The Clergyman's Wife
A Pride and Prejudice Novel
by Molly Greeley
-Historical, Romance, Jane Austen related | Goodreads
Release date: December 3, 2019
Charlotte Collins, nee Lucas, is the respectable wife of Hunsford’s vicar, and sees to her duties by rote: keeping house, caring for their adorable daughter, visiting parishioners, and patiently tolerating the lectures of her awkward husband and his condescending patroness, Lady Catherine de Bourgh. Intelligent, pragmatic, and anxious to escape the shame of spinsterhood, Charlotte chose this life, an inevitable one so socially acceptable that its quietness threatens to overwhelm her. Then she makes the acquaintance of Mr. Travis, a local farmer and tenant of Lady Catherine..

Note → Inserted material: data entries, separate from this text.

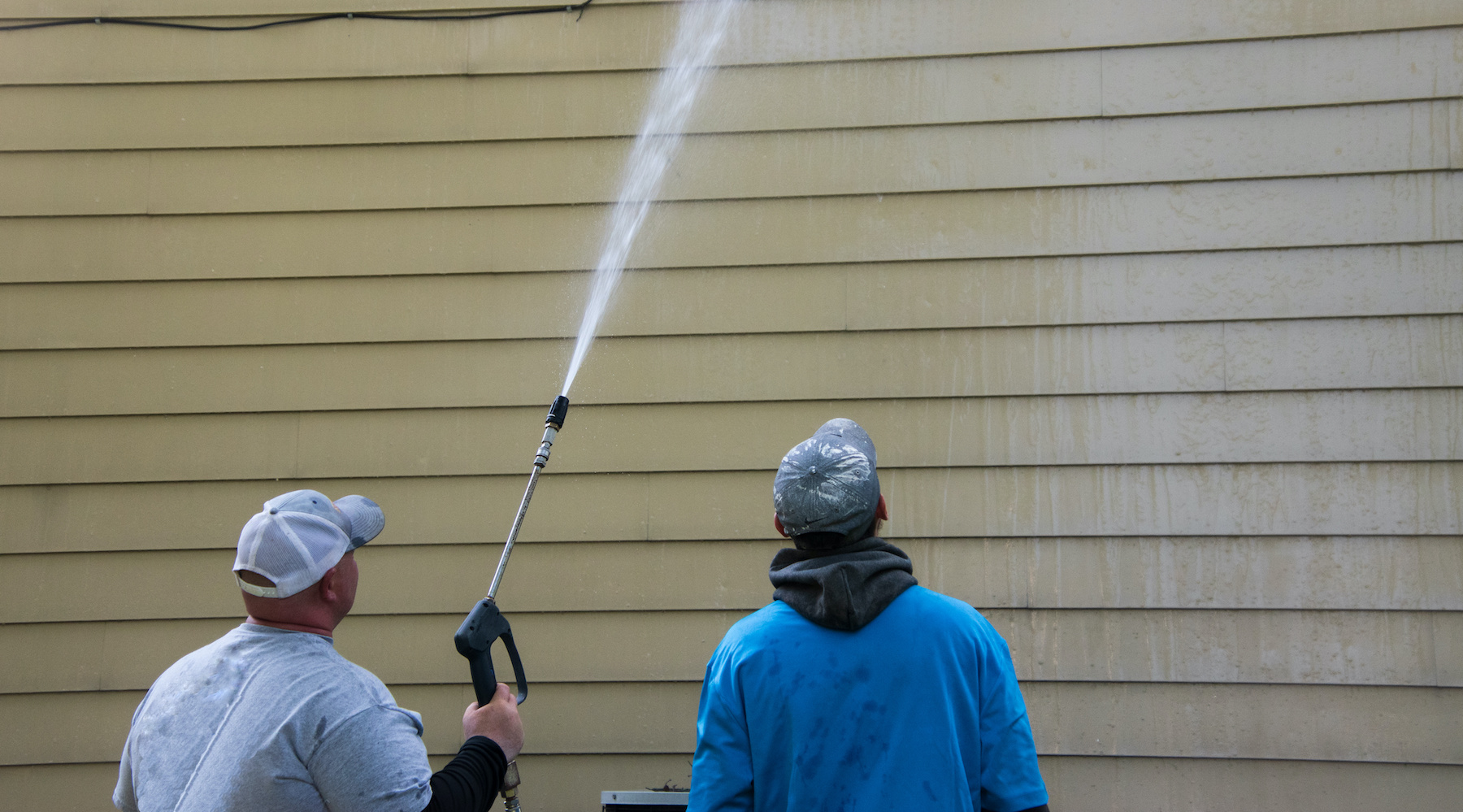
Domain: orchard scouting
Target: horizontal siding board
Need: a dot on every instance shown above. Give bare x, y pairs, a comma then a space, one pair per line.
243, 7
1357, 139
1221, 215
1272, 499
636, 37
1086, 574
1348, 69
433, 109
1048, 645
1353, 426
1417, 351
1323, 723
1384, 65
1162, 784
1095, 783
1115, 289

In Mr. Travis’ company, Charlotte feels appreciated, heard, and seen. For the first time in her life, Charlotte begins to understand emotional intimacy and its effect on the heart—and how breakable that heart can be. With her sensible nature confronted, and her own future about to take a turn, Charlotte must now question the role of love and passion in a woman’s life, and whether they truly matter for a clergyman’s wife.
Excerpt:
Prologue
Autumn
Mr. Collins walks like a man who has never become comfortable with his height: his shoulders hunched, his neck thrust forward. His legs cross great stretches of ground with a single stride. I see him as I pass the bedroom window, and for a moment I am arrested, my lungs squeezing painfully under my ribs, the pads of my fingers pressed against the cool glass. The next moment, I am moving down the stairs, holding my hem above my ankles. When I push open the front door and step out into the lane, I raise my eyes and find Mr. Collins only a few feet distant.
Mr. Collins sees me and lifts his hat. His brow is damp with the exertion of walking and his expression is one of mingled anticipation and wariness. Seeing it, the tightness in my chest dissipates. Later, when I have time to reflect, I will perhaps wonder how it is possible to simultaneously want something so much and so little, but in the moment before Mr. Collins speaks, as I step toward him through the fallen leaves, I am awash in calm.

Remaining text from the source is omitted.